The federal IT sector overall is better as a result of his leadership, said 71 percent of the respondents.
71% of respondents gave Kundra credit for making a significant impact and 75 % said his vision was his greatest strength. ( Again cloud computing and data center consolidation).
A mere 18% of the surveyed IT pros pointed to his dedication to the job as his greatest strength.
Overall they gave him a grade of B for his leadership and raised questions about OMB’s implementation timing, funding, and conflicting mandates for improving federal IT.
Among Kundra's top challenges, 59 % said he did not get sufficient funding to fulfill mandates. 44% of respondents said he faced conflicting mandates and 41% said he faced unrealistic goals or mandates.
Only 29 % said they were actually following Kundra’s Cloud First policy, a keystone of his federal IT innovation program.

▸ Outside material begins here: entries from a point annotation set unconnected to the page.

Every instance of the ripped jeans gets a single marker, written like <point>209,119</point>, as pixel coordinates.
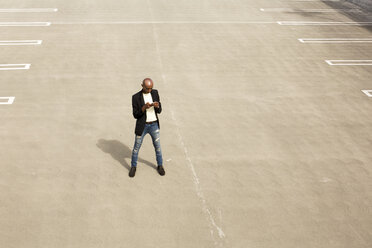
<point>154,131</point>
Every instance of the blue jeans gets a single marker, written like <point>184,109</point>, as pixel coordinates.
<point>154,131</point>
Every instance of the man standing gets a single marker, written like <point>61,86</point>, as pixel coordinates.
<point>146,107</point>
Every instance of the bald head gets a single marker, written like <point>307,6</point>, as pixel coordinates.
<point>147,85</point>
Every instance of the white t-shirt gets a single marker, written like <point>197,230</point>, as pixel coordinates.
<point>150,112</point>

Sometimes the difficulties of implementation are very complex at the federal level.
When asked what Steven VanRoekel, the new federal CIO, should focus on:
60% said reducing the number of mandates.
53 % suggested a reassessment of goals and timelines to make success more attainable.
46 % called on VanRoekel to listen to feedback and counsel from IT operators.
The survey was conducted in person with IT professionals with many different backgrounds in computing. The survey was named “Over to You, Mr. VanRoekel . A Federal IT Referendum on Change Study.”
The participants numbered 174 federal IT and systems integrators. It was conducted at the MeriTalk Innovation Nation conference in August.